Ballard returned home in 1861 and married Joanna Scott Moncrieff, daughter of Robert Scott Moncrieff, Advocate Chamberlain of Dalkeith, and Susannah Scott Moncrieff née Pringle, on 30 April 1861 in Edinburgh. It was not long, however, before his return to India, and Ballard was appointed mint-master at Bombay in 1861 and he presided over the Board of Trustees of the Bombay port from 3 July 1873 until May 1876. The construction of the Ballard Pier, which was originally a small pier with an approach jetty, enabled the growth of a tiny fishing village called Mumbai into a major port. For years, Ballard Pier was the centre of business activity not just for Bombay, but for the whole of India.
Family
The first of his children, Admiral George Alexander Ballard CB, was born at Malabar Hill on 7 March 1862, and two daughters were born in Poona; Susan in 1864, and Jane in 1866. The Ballards were in Scotland for the birth of both their next two children: Brigadier General Colin Robert Ballard CB CMG on 22 July 1868 in Cockpen, Midlothian; and Joanna E, on 8 January 1870 in Portobello, Midlothian. Finally their fourth daughter, Mary A Ballard, was born in 1872 in Melbourne, Australia. During the furlough in Scotland in 1868 he received the honorary degree of LL.D. from the university of Edinburgh.
Ballard retired from the army and from the public service in 1879 and died suddenly in Greece, when visiting the Pass of Thermopylae, on 1 April 1880. Ballard was buried in St Peter's Anglican Church, Athens on 26 April 1880. There is a brass floor slab to his memory in the centre aisle of St. Thomas Cathedral, Mumbai.
References
- Harts Army List; Records of War Office and India Office
- Kinglake, Alexander W History of the War in the Crimea, vol. i.

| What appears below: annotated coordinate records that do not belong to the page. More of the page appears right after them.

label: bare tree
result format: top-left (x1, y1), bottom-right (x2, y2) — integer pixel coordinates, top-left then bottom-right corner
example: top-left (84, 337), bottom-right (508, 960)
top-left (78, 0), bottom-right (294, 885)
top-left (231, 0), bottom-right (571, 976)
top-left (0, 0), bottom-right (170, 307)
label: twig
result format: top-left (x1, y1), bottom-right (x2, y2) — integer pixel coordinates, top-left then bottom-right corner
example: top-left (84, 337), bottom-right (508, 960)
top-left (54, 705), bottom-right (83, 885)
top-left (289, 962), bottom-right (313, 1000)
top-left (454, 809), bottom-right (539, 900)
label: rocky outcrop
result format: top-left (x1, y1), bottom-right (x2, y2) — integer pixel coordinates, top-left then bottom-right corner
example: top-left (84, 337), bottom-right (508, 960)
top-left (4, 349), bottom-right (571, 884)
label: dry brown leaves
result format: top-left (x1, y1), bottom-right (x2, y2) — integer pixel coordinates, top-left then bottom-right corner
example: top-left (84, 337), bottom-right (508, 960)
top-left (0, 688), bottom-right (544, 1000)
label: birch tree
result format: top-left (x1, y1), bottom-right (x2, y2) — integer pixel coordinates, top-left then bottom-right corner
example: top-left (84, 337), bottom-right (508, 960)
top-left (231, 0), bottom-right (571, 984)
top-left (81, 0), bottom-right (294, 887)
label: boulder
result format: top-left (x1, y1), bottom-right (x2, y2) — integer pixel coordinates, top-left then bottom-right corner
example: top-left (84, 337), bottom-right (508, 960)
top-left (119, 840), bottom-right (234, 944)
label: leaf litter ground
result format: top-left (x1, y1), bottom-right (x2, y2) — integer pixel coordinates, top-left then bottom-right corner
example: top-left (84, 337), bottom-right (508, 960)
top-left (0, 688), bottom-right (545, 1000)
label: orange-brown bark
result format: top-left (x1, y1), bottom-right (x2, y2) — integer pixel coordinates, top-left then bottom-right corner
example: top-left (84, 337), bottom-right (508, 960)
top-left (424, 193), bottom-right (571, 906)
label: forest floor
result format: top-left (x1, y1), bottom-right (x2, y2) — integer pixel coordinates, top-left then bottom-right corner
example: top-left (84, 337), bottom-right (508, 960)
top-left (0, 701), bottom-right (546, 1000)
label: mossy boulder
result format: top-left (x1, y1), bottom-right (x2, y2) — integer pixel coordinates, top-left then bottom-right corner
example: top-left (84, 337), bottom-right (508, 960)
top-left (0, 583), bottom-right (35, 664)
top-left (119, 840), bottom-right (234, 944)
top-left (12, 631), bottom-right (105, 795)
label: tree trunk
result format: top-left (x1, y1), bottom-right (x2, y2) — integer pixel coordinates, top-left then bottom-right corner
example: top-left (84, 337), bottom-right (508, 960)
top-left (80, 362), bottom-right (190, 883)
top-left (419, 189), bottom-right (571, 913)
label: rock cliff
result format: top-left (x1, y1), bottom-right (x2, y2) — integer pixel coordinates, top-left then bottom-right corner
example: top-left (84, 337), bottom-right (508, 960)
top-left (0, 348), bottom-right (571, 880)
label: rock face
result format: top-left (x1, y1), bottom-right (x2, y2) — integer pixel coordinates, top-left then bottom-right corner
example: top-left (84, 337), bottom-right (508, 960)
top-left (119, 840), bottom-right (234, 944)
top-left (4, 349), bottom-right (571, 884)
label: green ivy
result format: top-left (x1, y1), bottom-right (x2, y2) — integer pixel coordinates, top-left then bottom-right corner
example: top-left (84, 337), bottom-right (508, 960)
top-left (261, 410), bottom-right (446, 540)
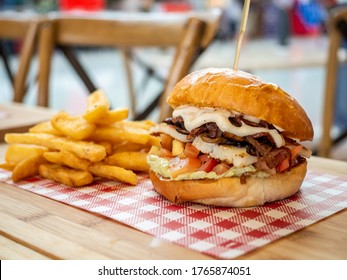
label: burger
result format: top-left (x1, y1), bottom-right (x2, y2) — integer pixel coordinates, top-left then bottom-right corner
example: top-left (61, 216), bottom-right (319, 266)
top-left (147, 68), bottom-right (313, 207)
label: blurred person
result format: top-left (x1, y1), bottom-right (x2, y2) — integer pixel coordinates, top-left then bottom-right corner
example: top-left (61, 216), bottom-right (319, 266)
top-left (273, 0), bottom-right (295, 46)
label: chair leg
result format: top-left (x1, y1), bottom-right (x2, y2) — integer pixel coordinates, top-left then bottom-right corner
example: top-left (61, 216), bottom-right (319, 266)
top-left (13, 22), bottom-right (39, 102)
top-left (59, 46), bottom-right (97, 93)
top-left (0, 42), bottom-right (13, 85)
top-left (318, 28), bottom-right (341, 157)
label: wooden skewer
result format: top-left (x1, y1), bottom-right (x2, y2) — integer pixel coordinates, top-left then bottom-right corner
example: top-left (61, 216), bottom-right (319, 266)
top-left (233, 0), bottom-right (251, 70)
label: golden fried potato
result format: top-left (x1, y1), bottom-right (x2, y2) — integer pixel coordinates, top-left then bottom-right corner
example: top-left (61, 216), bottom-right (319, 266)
top-left (111, 141), bottom-right (151, 154)
top-left (90, 122), bottom-right (151, 145)
top-left (89, 162), bottom-right (137, 185)
top-left (95, 108), bottom-right (129, 125)
top-left (51, 112), bottom-right (95, 140)
top-left (5, 144), bottom-right (48, 164)
top-left (29, 121), bottom-right (63, 136)
top-left (105, 152), bottom-right (149, 171)
top-left (43, 150), bottom-right (91, 170)
top-left (117, 120), bottom-right (155, 131)
top-left (12, 155), bottom-right (45, 182)
top-left (96, 141), bottom-right (113, 155)
top-left (39, 163), bottom-right (94, 187)
top-left (5, 133), bottom-right (106, 162)
top-left (83, 90), bottom-right (110, 123)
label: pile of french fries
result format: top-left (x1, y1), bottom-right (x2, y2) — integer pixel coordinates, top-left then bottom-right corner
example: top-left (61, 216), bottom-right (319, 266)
top-left (0, 90), bottom-right (160, 187)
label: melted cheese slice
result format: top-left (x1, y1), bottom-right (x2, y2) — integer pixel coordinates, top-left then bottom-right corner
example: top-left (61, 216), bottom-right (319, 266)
top-left (173, 105), bottom-right (285, 148)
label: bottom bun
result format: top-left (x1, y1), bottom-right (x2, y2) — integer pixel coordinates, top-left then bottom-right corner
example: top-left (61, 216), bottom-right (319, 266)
top-left (150, 161), bottom-right (307, 207)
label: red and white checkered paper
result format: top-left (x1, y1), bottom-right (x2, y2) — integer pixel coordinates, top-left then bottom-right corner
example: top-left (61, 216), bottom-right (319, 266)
top-left (0, 169), bottom-right (347, 259)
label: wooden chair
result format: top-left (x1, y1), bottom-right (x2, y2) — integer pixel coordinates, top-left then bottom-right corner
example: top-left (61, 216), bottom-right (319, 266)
top-left (317, 8), bottom-right (347, 157)
top-left (38, 10), bottom-right (220, 118)
top-left (0, 13), bottom-right (40, 102)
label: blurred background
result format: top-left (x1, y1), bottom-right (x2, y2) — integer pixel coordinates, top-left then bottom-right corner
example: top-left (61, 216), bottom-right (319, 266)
top-left (0, 0), bottom-right (347, 160)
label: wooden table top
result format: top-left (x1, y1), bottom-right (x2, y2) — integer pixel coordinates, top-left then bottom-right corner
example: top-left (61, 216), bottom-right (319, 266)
top-left (0, 105), bottom-right (347, 260)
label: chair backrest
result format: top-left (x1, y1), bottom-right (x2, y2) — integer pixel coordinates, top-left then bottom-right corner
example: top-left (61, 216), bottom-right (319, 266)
top-left (38, 10), bottom-right (220, 120)
top-left (317, 8), bottom-right (347, 157)
top-left (0, 13), bottom-right (40, 102)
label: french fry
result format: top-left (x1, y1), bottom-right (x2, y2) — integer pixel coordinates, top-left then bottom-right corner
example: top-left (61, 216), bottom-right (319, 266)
top-left (83, 90), bottom-right (110, 123)
top-left (29, 121), bottom-right (63, 136)
top-left (5, 133), bottom-right (106, 162)
top-left (12, 155), bottom-right (45, 182)
top-left (39, 163), bottom-right (93, 187)
top-left (105, 152), bottom-right (149, 171)
top-left (89, 162), bottom-right (137, 185)
top-left (111, 141), bottom-right (151, 154)
top-left (114, 120), bottom-right (155, 133)
top-left (148, 146), bottom-right (160, 155)
top-left (43, 150), bottom-right (91, 171)
top-left (51, 112), bottom-right (95, 140)
top-left (95, 108), bottom-right (129, 125)
top-left (90, 126), bottom-right (150, 145)
top-left (5, 144), bottom-right (48, 165)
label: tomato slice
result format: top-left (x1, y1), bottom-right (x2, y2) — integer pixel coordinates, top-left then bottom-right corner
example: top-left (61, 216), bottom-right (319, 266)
top-left (184, 143), bottom-right (200, 157)
top-left (212, 163), bottom-right (230, 175)
top-left (199, 154), bottom-right (218, 172)
top-left (170, 157), bottom-right (201, 178)
top-left (276, 159), bottom-right (290, 172)
top-left (158, 149), bottom-right (173, 157)
top-left (290, 145), bottom-right (303, 158)
top-left (160, 133), bottom-right (173, 151)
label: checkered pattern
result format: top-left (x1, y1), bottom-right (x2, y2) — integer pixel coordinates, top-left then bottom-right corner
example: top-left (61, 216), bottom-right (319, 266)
top-left (0, 169), bottom-right (347, 259)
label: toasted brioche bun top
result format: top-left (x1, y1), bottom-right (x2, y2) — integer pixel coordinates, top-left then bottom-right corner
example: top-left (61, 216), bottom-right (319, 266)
top-left (167, 68), bottom-right (313, 141)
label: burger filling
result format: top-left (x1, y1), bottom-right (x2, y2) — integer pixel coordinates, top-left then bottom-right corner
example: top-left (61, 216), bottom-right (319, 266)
top-left (148, 106), bottom-right (310, 183)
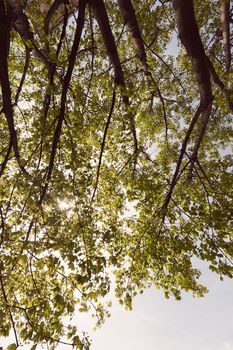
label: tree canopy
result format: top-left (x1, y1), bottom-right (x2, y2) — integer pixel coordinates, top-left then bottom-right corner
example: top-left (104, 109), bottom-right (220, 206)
top-left (0, 0), bottom-right (233, 349)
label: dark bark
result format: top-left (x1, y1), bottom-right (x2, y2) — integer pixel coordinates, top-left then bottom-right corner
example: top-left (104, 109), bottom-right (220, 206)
top-left (89, 0), bottom-right (138, 162)
top-left (6, 0), bottom-right (50, 67)
top-left (117, 0), bottom-right (148, 67)
top-left (162, 0), bottom-right (213, 211)
top-left (39, 0), bottom-right (86, 204)
top-left (207, 58), bottom-right (233, 112)
top-left (221, 0), bottom-right (231, 70)
top-left (173, 0), bottom-right (212, 108)
top-left (118, 0), bottom-right (168, 138)
top-left (44, 0), bottom-right (79, 34)
top-left (0, 0), bottom-right (20, 165)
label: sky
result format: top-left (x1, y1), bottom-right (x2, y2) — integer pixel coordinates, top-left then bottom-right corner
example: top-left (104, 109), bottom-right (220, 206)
top-left (0, 266), bottom-right (233, 350)
top-left (0, 9), bottom-right (233, 350)
top-left (89, 262), bottom-right (233, 350)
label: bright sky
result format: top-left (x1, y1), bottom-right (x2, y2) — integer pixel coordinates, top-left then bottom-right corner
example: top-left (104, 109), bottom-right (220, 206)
top-left (92, 262), bottom-right (233, 350)
top-left (0, 262), bottom-right (233, 350)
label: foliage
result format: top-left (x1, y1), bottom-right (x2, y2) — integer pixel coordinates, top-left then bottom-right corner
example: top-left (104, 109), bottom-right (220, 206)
top-left (0, 0), bottom-right (233, 349)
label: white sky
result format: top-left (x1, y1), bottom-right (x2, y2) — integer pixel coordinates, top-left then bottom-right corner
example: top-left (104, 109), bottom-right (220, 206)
top-left (0, 262), bottom-right (233, 350)
top-left (0, 17), bottom-right (233, 350)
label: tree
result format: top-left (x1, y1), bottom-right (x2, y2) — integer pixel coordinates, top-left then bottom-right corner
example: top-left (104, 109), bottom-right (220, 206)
top-left (0, 0), bottom-right (233, 349)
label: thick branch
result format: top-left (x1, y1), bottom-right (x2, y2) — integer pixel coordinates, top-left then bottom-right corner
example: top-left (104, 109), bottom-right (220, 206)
top-left (221, 0), bottom-right (231, 70)
top-left (91, 89), bottom-right (116, 202)
top-left (118, 0), bottom-right (168, 138)
top-left (207, 57), bottom-right (233, 112)
top-left (39, 0), bottom-right (86, 204)
top-left (44, 0), bottom-right (79, 34)
top-left (6, 0), bottom-right (50, 67)
top-left (90, 0), bottom-right (138, 161)
top-left (117, 0), bottom-right (148, 67)
top-left (173, 0), bottom-right (213, 172)
top-left (0, 0), bottom-right (20, 161)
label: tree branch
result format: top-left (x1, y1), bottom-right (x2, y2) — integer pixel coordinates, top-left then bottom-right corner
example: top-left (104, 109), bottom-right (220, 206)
top-left (91, 89), bottom-right (116, 202)
top-left (173, 0), bottom-right (213, 175)
top-left (90, 0), bottom-right (138, 164)
top-left (39, 0), bottom-right (86, 204)
top-left (220, 0), bottom-right (231, 70)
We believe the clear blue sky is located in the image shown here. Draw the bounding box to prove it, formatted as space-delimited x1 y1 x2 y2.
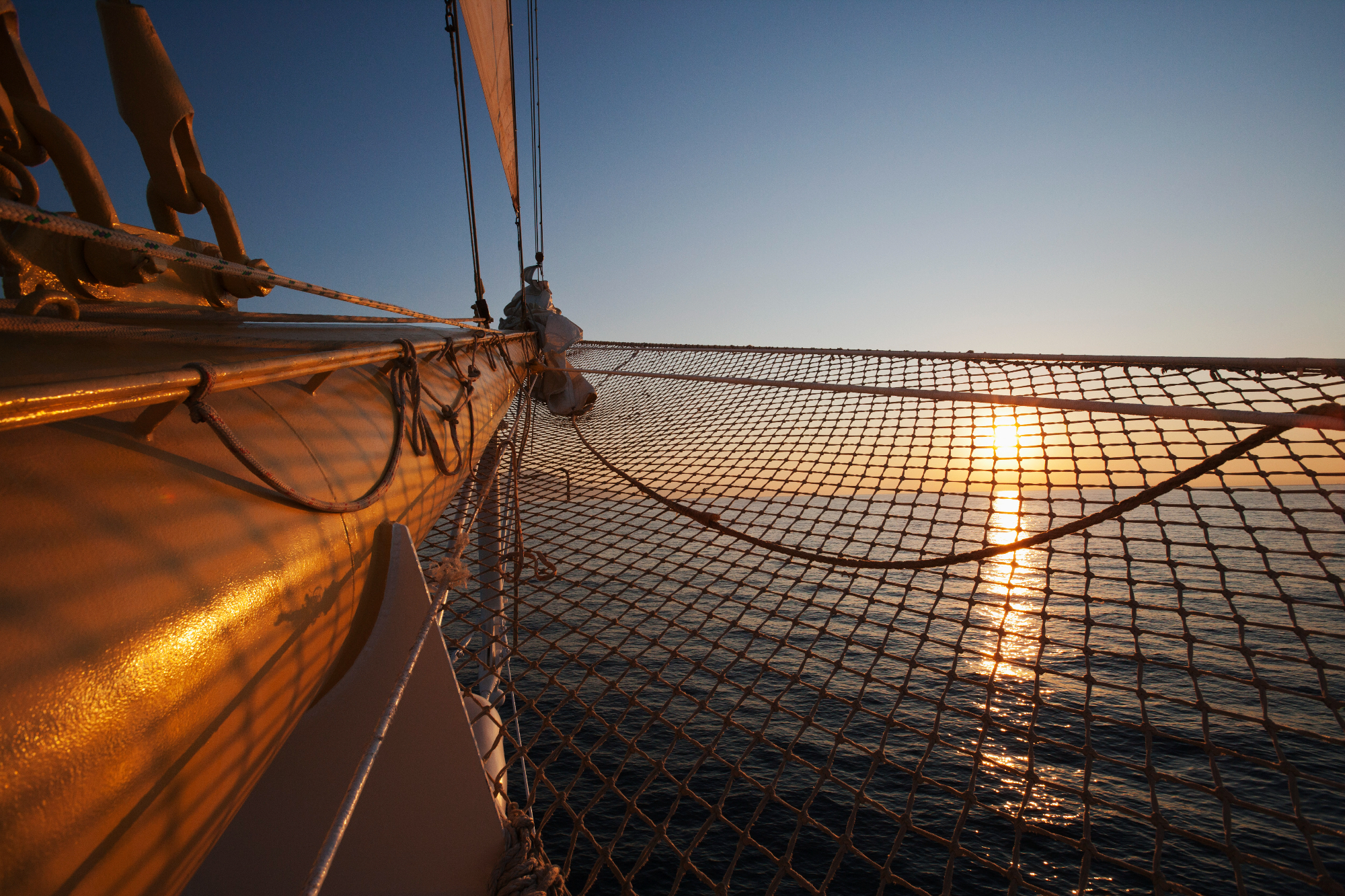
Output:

- Journal of the Royal Engineers; Household Words, 27 Dec. 1856.
- Sheppard, Samuel T Bombay Place Names and Street Names An Excursion into the by-ways of the history of Bombay City, Bombay: The Times Press, 1917
- Arbuthnot, Sir A. J. Dictionary of National Biography (2nd edition). Vol. I., pp. 1005–6
- Buckland, Charles Dictionary Indian Biography, S Sonnenschein, London, 1906
- Vibart, H.M. (1894). Addiscombe: its heroes and men of note. Westminster: Archibald Constable. pp. 560–68.